Authorities have not permitted flights or boat traffic between Aruba and Venezuela since February 2019, effectively halting deportation processes. But, in violation of international law, they continue to keep Venezuelan migrants in detention. Some have been detained for over six months.
Aruba should release migrants who cannot imminently be deported to their country of origin.
Releases are not only in line with international human rights law, but also an important step in addressing the increased risk of contracting the novel coronavirus that people in detention face, given overcrowded and unhygienic conditions.

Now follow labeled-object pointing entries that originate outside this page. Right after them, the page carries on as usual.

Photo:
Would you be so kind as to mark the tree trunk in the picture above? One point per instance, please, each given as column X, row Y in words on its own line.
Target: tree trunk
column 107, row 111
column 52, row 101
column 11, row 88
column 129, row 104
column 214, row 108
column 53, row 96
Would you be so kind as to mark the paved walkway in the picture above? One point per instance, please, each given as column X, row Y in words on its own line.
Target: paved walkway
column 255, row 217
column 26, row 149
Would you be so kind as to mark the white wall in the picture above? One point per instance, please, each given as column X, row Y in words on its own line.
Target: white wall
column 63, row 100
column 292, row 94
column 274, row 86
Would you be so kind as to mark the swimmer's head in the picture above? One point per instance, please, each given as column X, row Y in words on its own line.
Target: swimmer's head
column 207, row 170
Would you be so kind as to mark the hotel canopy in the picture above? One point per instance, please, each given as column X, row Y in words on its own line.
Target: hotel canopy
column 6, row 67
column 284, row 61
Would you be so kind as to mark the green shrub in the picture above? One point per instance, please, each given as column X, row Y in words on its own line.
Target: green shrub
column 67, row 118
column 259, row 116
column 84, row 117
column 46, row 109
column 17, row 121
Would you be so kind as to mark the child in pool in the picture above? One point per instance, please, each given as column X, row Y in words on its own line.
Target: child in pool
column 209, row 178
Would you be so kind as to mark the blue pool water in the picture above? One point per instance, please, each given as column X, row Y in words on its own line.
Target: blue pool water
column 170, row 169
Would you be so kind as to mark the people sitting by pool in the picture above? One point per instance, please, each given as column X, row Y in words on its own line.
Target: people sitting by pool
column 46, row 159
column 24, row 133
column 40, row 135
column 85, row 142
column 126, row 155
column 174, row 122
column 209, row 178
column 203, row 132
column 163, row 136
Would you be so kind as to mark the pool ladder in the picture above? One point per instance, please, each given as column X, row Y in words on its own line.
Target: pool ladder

As of August 21, Aruba has had 1,387 confirmed Covid-19 cases and 6 deaths. Authorities haven’t said whether there have been confirmed cases or deaths inside GNC detention facilities.
The World Health Organization (WHO) says that “people deprived of their liberty … are likely to be more vulnerable to the coronavirus disease (COVID-19) outbreak than the general population because of the confined conditions in which they live together for prolonged periods of time.” The United Nations Subcommittee on the Prevention of Torture has urged governments to “[r]eview the use of immigration detention and closed refugee camps with a view to reducing their population to the lowest possible level” in response to the Covid-19 pandemic.
Aruba should act now to solve the crisis in migrant detention facilities and prevent a Covid-19 outbreak that would affect those inside and outside the centers.